Setia dalam Mencinta

Orang Katolik boleh kawin lagi, Romo? Tanya seorang kenalan. Mengapa tidak, kalau suami atau isterinya sudah meninggal. Tapi yang diberkat kemarin itu kan suaminya masih hidup. Apalagi, yang berkat dulu itu uskup dengan banyak imam. Apakah pastor paroki tidak tahu itu? Atau karena dia anak orang besar? Saya katakan, pastor tidak mungkin tidak tahu. Juga bukan soal anak orang besar.
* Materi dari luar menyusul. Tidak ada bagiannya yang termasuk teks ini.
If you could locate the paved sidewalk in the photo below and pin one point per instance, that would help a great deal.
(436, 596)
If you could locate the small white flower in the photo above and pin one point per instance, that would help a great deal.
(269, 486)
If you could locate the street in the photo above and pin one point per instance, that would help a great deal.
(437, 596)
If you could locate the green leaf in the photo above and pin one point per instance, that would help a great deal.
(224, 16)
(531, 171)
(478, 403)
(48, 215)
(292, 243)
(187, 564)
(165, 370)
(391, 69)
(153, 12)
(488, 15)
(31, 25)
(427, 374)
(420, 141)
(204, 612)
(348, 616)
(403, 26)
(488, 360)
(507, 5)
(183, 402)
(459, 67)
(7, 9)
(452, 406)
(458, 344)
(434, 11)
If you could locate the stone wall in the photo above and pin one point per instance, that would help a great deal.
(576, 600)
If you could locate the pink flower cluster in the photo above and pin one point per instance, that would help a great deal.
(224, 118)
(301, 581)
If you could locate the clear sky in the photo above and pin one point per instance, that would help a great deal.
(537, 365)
Mungkin pemberkatan dulu itu hanya sandiwara. Kata saya. Masa, yang berkat dulu itu uskup dengan banyak imam ko, dibilang sandiwara. Yang benar saja Romo ini. Sanggahnya. Saya berusaha menjelaskan: mungkin sesudah berkat, baru ketahuan bahwa salah satunya impoten. Atau dulu mereka terpaksa berkat, sebab sudah hamil. Kalau tidak, maka nyawa laki-laki terancam. Tidak ada cinta, bukan? Tak ada cinta berarti tak ada perkawinan. Hanya pura-pura kawin atau bersandiwara saja, bukan? 

Pernikahan Katolik tetap sama dari dulu sampai sekarang dan seterusnya. Hanya antara seorang pria dan seorang wanita, berlangsung seumur hidup. Tidak boleh diceraikan oleh siapa pun dan dengan alasan apa pun. Sebab apa? Tanya kenalan itu. Ya, karena yang mempersatukan pria dan wanita dalam perkawinan itu adalah Allah sendiri. Instansi mana yang lebih tinggi daripada Allah, sehingga berani menceraikan apa yang telah dipersatukan Allah? Jelas sekali dikatakan itu dalam Mrk 10:1-12, bukan? Sejak awal mula Allah menciptakan pria dan wanita. Itu berarti kita adalah makhluk terbatas yang saling membutuhkan. Allah menjadikan pria dan wanita sama derajat dan sama martabat. Dunia tanpa wanita gersang, tanpa pria berat. Maka bila pria dan wanita dipersatukan, persatuan itu akan menjadi harmonis dan sangat kuat. Tapi kenyataannya? Kita tidak menghormati rencana Allah. Mengapa? 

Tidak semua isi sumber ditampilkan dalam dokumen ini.